Bir yeniçeri düşünün ki, babasından kalan araziye el konulduğu için eline kalemi alıp divan-ı hümayuna başvurmakta... Ya da yiyip içtiklerini bile günü gününe yazan Balat şeyhi bir derviş karısının ölümünü yazmakta … Evlenmeyi reddeden entelektüel bir Osmanlı kadınının rüyalarına ne dersiniz peki? Hangi tarihi romancı yaratabilir ki bu karakterleri, gerçekte yaşadıklarını bilmeden, sezmeden… Ta ki bir tarihçi, gün gelip mazinin derinliklerinden gelen bu insanları gözler önüne serene dek.

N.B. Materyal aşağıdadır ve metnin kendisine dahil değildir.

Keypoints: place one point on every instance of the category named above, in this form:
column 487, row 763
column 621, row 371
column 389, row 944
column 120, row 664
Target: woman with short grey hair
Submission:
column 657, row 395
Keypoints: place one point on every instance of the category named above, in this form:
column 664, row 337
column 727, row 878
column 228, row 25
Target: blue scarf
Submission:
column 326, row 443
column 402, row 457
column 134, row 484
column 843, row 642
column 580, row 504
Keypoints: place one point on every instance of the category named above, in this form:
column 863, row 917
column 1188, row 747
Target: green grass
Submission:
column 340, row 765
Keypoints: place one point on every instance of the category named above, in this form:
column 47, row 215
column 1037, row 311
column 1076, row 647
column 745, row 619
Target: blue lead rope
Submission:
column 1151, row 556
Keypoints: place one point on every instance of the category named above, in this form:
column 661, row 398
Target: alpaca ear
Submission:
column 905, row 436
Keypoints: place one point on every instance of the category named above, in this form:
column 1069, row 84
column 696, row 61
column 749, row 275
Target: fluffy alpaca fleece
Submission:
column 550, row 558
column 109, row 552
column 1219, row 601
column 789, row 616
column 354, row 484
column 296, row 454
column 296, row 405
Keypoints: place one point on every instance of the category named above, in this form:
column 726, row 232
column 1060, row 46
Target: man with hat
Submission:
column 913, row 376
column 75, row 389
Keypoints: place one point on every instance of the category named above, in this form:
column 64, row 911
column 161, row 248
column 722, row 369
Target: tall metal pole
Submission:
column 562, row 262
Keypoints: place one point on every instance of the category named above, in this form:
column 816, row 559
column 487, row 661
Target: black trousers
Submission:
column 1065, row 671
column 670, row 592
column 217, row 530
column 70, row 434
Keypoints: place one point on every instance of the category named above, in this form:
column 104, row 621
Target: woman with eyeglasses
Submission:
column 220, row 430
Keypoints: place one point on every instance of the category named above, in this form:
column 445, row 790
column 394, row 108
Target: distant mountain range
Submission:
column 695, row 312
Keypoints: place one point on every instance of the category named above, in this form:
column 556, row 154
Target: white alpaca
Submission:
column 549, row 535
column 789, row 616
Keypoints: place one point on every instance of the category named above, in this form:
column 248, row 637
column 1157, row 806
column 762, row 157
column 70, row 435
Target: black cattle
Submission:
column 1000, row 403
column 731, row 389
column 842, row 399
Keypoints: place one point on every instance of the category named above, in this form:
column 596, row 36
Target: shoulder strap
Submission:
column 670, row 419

“Yunus gibi ölüm gerçeği ve ahret üzerine düşünmek isteyenler felsefeye yönelse gerektir, Karacaoğlan gibi hayat ve dünya üzeride düşünmek isteyen ise tarihe…”diyerek başlayan bir tarih kitabı var elimizde. “Kim var imiş biz burada yoğ iken”, bu karacaoğlan’a ait dize Cemal kafadar’ın çalışmasının adı aynı zamanda. Zira Kafadar bu dizeden yola çıkarak kuruyor çalışmasının çatısını ilgi çekici bir biçimde, tarihin yok olanla değil, bir zamanlar var olanla ilgili olduğunun altını çizerek başlıyor…Böylelikle hem tarih bilimine olan yaklaşımını daha en baştan okuruna hissettirirken maziyi değil, mazinin insanlarını konu ettiğini bildiriyor yolun en başında...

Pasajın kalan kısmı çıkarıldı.